Patient N’s estate was substantial, and he had no heirs to dispute the procedure. His living will made it plain that he did not wish to be euthanized, and so the review board agreed upon the fee and authorized the procedure.

Brain rejuvenation was not a new idea, but it was still controversial. Typically, most of the cerebral cortex was beyond repair, as was the case for Patient N. This would be excised. Stem cells and a cocktail of neural growth factors would be introduced in order to promote the growth a new neural tissue in this area. This part of the procedure was less controversial than the transplant phase. A clone body would be created using the patient’s genetic material. The body graft would be grown in utero, and it would have only a brain stem. The entire central nervous system of the patient would then be transplanted into the graft. The main controversy was concerning the necessity of discarding the existing brain stem.

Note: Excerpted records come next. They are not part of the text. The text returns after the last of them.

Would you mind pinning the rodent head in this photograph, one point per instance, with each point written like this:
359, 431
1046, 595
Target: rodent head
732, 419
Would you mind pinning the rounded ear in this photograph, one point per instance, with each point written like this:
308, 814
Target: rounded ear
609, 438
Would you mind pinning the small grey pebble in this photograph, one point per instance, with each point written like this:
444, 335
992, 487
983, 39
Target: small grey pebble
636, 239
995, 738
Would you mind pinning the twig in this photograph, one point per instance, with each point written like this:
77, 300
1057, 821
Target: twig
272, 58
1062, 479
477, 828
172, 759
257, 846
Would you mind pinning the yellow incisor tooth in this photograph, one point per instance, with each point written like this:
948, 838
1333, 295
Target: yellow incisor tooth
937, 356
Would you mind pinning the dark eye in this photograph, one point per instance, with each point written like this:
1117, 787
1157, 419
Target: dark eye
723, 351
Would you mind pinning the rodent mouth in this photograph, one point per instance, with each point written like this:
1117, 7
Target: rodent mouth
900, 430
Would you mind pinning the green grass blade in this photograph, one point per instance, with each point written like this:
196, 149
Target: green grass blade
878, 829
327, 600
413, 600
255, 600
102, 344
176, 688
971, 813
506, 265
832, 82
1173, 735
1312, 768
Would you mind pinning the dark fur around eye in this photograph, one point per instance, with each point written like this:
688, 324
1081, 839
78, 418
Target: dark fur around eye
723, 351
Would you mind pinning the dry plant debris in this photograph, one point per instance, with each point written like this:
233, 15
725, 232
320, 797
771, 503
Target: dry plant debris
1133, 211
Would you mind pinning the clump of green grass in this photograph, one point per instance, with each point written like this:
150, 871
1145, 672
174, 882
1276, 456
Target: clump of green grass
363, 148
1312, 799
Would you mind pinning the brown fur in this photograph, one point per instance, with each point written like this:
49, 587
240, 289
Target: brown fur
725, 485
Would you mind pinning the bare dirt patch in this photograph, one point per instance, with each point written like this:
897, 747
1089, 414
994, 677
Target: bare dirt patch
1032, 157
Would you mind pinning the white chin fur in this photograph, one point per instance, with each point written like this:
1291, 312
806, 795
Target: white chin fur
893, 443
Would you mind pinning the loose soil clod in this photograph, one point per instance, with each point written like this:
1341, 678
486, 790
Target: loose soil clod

After some eight months of gestation, the body graft was ready to receive the remnants of Patient N’s brain. The graft was delivered from the surrogate mother’s womb by caesarian, and N’s central nervous system, now smaller due to the removal of dead weight, was moved from his own body into the graft.

N started to awaken as the anesthesia wore off. He blinked and saw the world, as if for the first time. The mother who had nurtured his body for the last eight months gazed into his eyes. She smiled at the small boy, and then she said, “Welcome to the world, little one!”